Political partyDemocratic
Domestic partnerDouglas Jackson (deceased)
EducationJerusalem University College (BA)

Mark Leno (born September 24, 1951) is an American politician who served in the California State Senate until November 2016.[1] A Democrat, he represented the 11th Senate district, which includes San Francisco and portions of San Mateo County. Before the 2010 redistricting, he represented the 3rd Senate district.

A member of the California Legislative LGBT Caucus, Leno was the first openly gay man elected to the State Senate.[2] He was previously one of the first two openly gay men (along with John Laird) to serve in the California State Assembly.

Before being elected to the State Senate in 2008, Leno served in the California State Assembly, representing the 13th Assembly District. Before his time in the Legislature, he served as a member of the San Francisco Board of Supervisors between 1998 and 2002. Leno is the owner of Budget Signs Inc., a small business, and was a candidate in the San Francisco mayoral special election, which was held June 5, 2018.

Early life and education[edit]

Leno is the grandson of Russian Jewish immigrants. A native of Milwaukee, Wisconsin, he attended Nicolet High School and later the University of Colorado at Boulder. He was valedictorian of his graduating class at the American College in Jerusalem, where he earned his Bachelor of Arts degree. Leno also spent two years in rabbinical studies at Hebrew Union College in New York. Afterward, he moved to San Francisco on the invitation of his sister. He lived his first four years in the Tenderloin before moving to the Noe Valley neighborhood.[citation needed]

In 1978, Leno started Budget Signs as owner and operator. The business incorporated in 1982. Working with his life partner, Douglas Jackson, the business continued to grow and their involvement in community affairs steadily expanded. Jackson died from complications related to AIDS in 1990.[3][4]


Prior to his election, his political background included raising money for candidates and causes such as AIDS services, the San Francisco LGBT Community Center, the U.S. Holocaust Memorial Museum, and the Democratic Party.[4]

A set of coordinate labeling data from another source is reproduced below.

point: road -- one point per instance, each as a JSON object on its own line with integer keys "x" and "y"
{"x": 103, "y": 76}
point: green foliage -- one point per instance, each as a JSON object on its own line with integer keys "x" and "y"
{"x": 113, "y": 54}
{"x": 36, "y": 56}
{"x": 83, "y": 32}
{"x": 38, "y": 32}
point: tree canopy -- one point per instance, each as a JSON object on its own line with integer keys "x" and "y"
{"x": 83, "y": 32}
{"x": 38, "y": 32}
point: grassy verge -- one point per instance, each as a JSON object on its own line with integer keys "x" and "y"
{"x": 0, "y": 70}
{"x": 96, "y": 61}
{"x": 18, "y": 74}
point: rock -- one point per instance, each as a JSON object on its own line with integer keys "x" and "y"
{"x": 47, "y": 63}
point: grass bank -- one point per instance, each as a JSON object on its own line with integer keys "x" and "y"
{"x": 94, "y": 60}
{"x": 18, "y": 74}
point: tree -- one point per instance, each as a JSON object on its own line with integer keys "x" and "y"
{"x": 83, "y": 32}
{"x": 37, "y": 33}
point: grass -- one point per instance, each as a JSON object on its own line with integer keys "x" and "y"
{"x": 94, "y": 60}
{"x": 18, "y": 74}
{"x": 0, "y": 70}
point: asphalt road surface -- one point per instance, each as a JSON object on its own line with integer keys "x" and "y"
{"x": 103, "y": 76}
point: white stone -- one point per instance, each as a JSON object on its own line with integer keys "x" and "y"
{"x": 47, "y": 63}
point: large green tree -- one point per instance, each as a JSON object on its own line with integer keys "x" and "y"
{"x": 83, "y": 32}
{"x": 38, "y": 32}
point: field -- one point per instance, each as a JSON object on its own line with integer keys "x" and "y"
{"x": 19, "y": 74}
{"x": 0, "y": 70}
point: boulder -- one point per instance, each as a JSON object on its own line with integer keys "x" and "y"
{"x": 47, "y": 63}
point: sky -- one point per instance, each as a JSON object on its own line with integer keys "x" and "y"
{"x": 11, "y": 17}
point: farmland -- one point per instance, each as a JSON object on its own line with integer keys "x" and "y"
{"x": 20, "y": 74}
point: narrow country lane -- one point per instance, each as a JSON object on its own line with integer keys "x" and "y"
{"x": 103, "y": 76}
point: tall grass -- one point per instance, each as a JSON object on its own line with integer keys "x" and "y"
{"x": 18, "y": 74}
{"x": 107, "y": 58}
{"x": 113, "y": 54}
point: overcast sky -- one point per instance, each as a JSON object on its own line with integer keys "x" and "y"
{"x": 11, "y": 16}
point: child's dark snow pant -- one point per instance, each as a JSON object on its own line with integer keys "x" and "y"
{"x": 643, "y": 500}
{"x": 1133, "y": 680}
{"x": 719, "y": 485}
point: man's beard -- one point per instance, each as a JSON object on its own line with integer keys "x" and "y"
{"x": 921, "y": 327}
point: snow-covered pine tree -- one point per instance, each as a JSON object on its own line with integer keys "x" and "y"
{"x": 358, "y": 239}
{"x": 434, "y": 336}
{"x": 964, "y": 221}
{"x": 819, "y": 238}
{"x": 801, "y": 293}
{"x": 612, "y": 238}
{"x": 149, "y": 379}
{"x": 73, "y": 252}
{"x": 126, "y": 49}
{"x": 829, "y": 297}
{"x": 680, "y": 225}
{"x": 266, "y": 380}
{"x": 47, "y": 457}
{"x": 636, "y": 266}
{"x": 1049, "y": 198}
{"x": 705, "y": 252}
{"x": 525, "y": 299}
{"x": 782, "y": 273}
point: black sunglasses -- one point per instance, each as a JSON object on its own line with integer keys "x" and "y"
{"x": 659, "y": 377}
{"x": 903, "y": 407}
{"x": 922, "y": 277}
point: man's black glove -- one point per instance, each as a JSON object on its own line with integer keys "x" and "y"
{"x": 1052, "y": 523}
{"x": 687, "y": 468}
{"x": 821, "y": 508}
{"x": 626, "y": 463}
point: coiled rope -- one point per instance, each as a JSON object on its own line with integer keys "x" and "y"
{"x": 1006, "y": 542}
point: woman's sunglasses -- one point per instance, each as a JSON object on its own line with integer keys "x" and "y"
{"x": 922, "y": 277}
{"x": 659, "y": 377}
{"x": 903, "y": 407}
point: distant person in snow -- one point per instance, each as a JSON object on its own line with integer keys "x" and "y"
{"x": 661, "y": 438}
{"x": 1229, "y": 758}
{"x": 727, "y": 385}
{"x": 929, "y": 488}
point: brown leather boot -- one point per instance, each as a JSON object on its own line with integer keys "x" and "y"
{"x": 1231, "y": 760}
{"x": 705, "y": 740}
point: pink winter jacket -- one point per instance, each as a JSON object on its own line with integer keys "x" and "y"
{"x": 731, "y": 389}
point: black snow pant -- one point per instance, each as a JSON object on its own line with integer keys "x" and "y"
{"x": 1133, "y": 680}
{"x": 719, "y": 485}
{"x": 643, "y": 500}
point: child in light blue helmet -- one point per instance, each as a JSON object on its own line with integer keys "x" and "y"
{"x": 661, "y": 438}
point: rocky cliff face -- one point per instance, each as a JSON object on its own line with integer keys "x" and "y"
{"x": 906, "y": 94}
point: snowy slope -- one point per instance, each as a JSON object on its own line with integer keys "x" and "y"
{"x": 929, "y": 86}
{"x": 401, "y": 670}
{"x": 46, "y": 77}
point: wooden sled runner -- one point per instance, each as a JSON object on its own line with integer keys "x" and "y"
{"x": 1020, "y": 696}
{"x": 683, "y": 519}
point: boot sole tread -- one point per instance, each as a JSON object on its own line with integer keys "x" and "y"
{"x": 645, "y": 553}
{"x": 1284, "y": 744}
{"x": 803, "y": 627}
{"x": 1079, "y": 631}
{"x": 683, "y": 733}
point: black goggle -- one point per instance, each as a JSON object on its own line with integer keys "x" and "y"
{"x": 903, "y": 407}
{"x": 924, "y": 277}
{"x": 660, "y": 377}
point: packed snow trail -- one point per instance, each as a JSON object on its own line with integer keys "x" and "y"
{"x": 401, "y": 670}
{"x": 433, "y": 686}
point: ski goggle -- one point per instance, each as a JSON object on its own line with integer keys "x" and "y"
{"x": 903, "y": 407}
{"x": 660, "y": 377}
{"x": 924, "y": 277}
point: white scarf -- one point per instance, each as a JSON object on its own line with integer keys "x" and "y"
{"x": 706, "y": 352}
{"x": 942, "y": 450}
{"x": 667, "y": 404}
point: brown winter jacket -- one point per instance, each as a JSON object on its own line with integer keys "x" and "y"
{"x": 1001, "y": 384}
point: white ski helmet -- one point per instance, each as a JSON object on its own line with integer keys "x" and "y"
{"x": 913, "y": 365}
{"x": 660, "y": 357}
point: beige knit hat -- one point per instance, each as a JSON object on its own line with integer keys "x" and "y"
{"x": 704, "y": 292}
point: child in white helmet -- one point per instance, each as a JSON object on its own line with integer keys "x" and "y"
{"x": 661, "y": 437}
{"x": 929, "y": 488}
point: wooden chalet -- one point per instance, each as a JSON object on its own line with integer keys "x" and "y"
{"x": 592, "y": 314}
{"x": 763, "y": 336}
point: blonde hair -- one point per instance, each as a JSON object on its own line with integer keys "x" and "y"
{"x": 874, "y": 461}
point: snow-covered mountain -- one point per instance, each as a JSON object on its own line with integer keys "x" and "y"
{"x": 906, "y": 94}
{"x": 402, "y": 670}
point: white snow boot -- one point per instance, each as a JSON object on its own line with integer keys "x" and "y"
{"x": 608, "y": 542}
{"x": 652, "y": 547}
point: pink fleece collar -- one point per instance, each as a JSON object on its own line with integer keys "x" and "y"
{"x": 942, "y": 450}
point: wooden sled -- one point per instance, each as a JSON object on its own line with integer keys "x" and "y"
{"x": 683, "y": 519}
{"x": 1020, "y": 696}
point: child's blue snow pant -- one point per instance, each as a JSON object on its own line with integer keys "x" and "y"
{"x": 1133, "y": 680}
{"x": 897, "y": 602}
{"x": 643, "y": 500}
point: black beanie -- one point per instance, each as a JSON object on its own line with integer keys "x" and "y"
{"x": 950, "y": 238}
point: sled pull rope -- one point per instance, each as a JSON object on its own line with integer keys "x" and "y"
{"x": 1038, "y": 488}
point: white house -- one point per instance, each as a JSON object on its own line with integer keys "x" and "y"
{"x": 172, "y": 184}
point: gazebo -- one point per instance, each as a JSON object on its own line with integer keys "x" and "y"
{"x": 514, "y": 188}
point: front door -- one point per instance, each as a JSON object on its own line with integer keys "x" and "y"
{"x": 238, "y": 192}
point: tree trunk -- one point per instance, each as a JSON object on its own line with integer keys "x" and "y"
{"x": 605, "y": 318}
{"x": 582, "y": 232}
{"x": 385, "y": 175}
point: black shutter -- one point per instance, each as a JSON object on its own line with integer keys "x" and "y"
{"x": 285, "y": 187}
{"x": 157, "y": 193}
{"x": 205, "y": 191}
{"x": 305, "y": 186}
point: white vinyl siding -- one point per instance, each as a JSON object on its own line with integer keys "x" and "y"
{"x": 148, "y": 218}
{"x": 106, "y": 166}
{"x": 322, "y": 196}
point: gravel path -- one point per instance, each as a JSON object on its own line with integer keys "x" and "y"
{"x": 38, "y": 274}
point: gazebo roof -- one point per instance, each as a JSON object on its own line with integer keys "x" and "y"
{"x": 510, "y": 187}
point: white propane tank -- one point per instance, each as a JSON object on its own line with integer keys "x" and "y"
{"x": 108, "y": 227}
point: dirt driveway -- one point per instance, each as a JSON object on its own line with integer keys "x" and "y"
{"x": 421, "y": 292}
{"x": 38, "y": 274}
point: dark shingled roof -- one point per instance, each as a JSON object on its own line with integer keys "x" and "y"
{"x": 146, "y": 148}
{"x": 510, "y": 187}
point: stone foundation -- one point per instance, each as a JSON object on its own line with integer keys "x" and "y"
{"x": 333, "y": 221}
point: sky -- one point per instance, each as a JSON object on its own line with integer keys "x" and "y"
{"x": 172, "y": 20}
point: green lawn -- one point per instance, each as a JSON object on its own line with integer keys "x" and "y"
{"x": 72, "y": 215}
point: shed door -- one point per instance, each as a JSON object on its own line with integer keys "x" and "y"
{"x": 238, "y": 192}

Board of Supervisors[edit]

Mark Leno as a member of the SF Board of Supervisors in his office at City Hall, 1999.

Leno was appointed to the San Francisco Board of Supervisors by Willie Brown in April 1998. He was elected citywide to the San Francisco Board of Supervisors in November 1998 and re-elected in the reinstated district races of 2000. Leno's district included The Castro, Noe Valley, Glen Park, Diamond Heights, Twin Peaks, Duboce Triangle, and the westernmost part of the Mission District.

Leno introduced legislation to allow tenants to replace a roommate without losing their lease, measures to aid those with HIV/AIDS, and a measure to promote the federal Earned Income Tax Credit to help low income residents.[5] He authored legislation to ban mercury thermometers, one of the first such proposals in the country. In 2000, as a supervisor, he supported Proposition L, the slow-growth measure and authored legislation to protect neighborhood business districts from big box retail.[clarification needed] He was a statewide spokesman for the No on Proposition 22 campaign.[6]

In 2001, Leno successfully introduced an ordinance providing equal access to the city's health plan for transgender employees of San Francisco.[7]

State Assembly[edit]

Leno at the Northern California Cherry Blossom Festival in April 2010

Leno was elected to the California State Assembly in 2002 and was re-elected in 2004 and 2006. He was the chair of the Assembly's Appropriations Committee, as well as the Select Committee on Childhood Obesity & Related Diabetes.

In 2005, Leno authored AB 849, a bill legalizing same-sex marriages that became the first bill of its kind to pass a legislative body in the United States. The bill passed both the Assembly and the State Senate[3] but was vetoed by Governor Schwarzenegger. In 2007, Leno introduced AB 43, the Religious Freedom and Civil Marriage Protection Act, that would have allowed for same-sex marriage.[3] This bill passed the Assembly and Senate but was again vetoed by Governor Arnold Schwarzenegger. Same-sex marriage was legalized by the California Supreme Court in a May 2008 decision, becoming effective June 16, 2008.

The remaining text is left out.